By my measure, Fiona is half-way to production readiness. Version 0.5 is up on
PyPI: http://pypi.python.org/pypi/Fiona/0.5. It now writes mapping features to
almost any of OGR's formats. Almost.
In Python, I'm not very interested in OGR's support for databases or services,
and so Fiona isn't either. I'd rather use httplib2 to connect fetch any JSON or
XML (KML, GML, GeoRSS) document on the web, and Python's built-in json or
xml.etree modules to parse them with some help from geojson and keytree. For
databases, I'll use SQLAlchemy or GeoAlchemy. Fiona is mainly about reading and
writing the arcane file formats like shapefiles, GPX, etc for which there is
pretty much no other access than through OGR's drivers. Fiona doesn't do OGR
"data sources". It has collections of a single feature type. Think shapefile or
single PostGIS table. The door isn't completely shut on databases; the first
version of Fiona had the concept of a "workspace", and we could bring that back
if needed.
The latest installation instructions and usage example are on Fiona's GitHub
page: https://github.com/sgillies/Fiona and there's more documentation to come.
A Shapely-level manual will be the cornerstone of a 1.0 release, although
I expect the Fiona manual to be much smaller.
Installation
If you've got GDAL installed in a well-known location and Python 2.6, you may be
able to install as easily as:
If, like me, you have virtualenvs with their own GDAL libs, you'll need to do
something like this.
$ virtualenv .
$ source bin/activate
$ pip install -d Fiona http://pypi.python.org/packages/source/F/Fiona/Fiona-0.5.tar.gz
$ export GDAL=${PATH_TO_GDAL}
$ cd Fiona
$ python setup.py build_ext -I ${GDAL}/include -L ${GDAL}/lib install
Reading benchmark
Is Fiona anywhere as fast as osgeo.ogr? Benchmark: get all polygon-type
features from a shapefile, read their attributes into a dict, get a reference
to their geometry (in the OGR case) or geometry as GeoJSON (in the Fiona
case), and get their unique ids. Here's the script:
import timeit
from fiona import collection
from osgeo import ogr
PATH = 'docs/data/test_uk.shp'
NAME = 'test_uk'
# Fiona
s = """
with collection(PATH, "r") as c:
for f in c:
id = f["id"]
"""
t = timeit.Timer(
stmt=s,
setup='from __main__ import collection, PATH, NAME'
)
print "Fiona 0.5"
print "%.2f usec/pass" % (1000000 * t.timeit(number=1000)/1000)
print
# OGR
s = """
source = ogr.Open(PATH)
layer = source.GetLayerByName(NAME)
schema = []
ldefn = layer.GetLayerDefn()
for n in range(ldefn.GetFieldCount()):
fdefn = ldefn.GetFieldDefn(n)
schema.append((fdefn.name, fdefn.type))
layer.ResetReading()
while 1:
feature = layer.GetNextFeature()
if not feature:
break
id = feature.GetFID()
props = {}
for i in range(feature.GetFieldCount()):
props[schema[i][0]] = feature.GetField(i)

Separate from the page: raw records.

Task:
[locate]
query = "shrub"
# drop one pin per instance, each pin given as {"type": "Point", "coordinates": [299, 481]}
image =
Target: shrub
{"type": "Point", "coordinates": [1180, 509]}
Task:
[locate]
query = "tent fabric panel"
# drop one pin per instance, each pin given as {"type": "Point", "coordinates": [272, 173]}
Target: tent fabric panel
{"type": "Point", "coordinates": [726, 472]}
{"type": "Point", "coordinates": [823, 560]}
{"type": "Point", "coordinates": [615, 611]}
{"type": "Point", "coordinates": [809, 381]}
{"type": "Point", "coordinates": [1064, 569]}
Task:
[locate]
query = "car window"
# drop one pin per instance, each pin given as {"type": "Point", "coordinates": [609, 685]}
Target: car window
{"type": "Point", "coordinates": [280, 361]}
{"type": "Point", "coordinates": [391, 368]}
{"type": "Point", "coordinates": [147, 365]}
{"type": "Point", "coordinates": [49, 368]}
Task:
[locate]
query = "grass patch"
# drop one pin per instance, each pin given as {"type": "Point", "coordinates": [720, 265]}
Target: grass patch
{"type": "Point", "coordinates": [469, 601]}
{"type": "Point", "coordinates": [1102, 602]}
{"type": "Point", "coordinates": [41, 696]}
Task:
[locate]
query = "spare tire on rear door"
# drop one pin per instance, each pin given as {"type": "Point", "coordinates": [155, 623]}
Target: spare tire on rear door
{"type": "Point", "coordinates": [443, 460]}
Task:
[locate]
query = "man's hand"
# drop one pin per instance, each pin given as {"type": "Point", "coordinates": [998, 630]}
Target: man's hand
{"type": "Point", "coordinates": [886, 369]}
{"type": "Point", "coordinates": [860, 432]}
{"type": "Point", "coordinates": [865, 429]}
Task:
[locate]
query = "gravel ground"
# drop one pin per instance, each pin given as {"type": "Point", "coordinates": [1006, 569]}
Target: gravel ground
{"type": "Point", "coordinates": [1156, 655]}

geometry = feature.GetGeometryRef()
feature.Destroy()
source.Destroy()
"""
print "osgeo.ogr 1.7.2"
t = timeit.Timer(
stmt=s,
setup='from __main__ import ogr, PATH, NAME'
)
print "%.2f usec/pass" % (1000000 * t.timeit(number=1000)/1000)
That's just 3 statements with Fiona, 19 with osgeo.ogr. Do you like that? I like
that. A lot. Next are the numbers.
(Fiona)krusty-2:Fiona seang$ python benchmark.py
Fiona 0.5
2579.40 usec/pass
osgeo.ogr 1.7.2
3355.43 usec/pass
Result: even though Fiona is doing a fair amount of extra coordinate copying,
it's still faster than the Python bindings for OGR 1.7.2. Simpler + faster seems
like a big win.
Writing benchmark
How about writing speed? Benchmark: open a shapefile for writing and write 50
identical (other than their local ids) point-type features to it.
import os
import timeit
from fiona import collection
from osgeo import ogr
FEATURE = {'id': '1', 'geometry': {'type': 'Point', 'coordinates': (0.0, 0.0)},
'properties': {'label': u"Foo"}}
SCHEMA = {'geometry': 'Point', 'properties': {'label': 'str'}}
# Fiona
s = """
with collection("fiona.shp", "w", "ESRI Shapefile", SCHEMA) as c:
for i in range(50):
f = FEATURE.copy()
f['id'] = str(i)
c.write(f)
"""
t = timeit.Timer(
stmt=s,
setup='from __main__ import collection, SCHEMA, FEATURE'
)
print "Fiona 0.5"
print "%.2f usec/pass" % (1000000 * t.timeit(number=1000)/1000)
print
# OGR
s = """
drv = ogr.GetDriverByName("ESRI Shapefile")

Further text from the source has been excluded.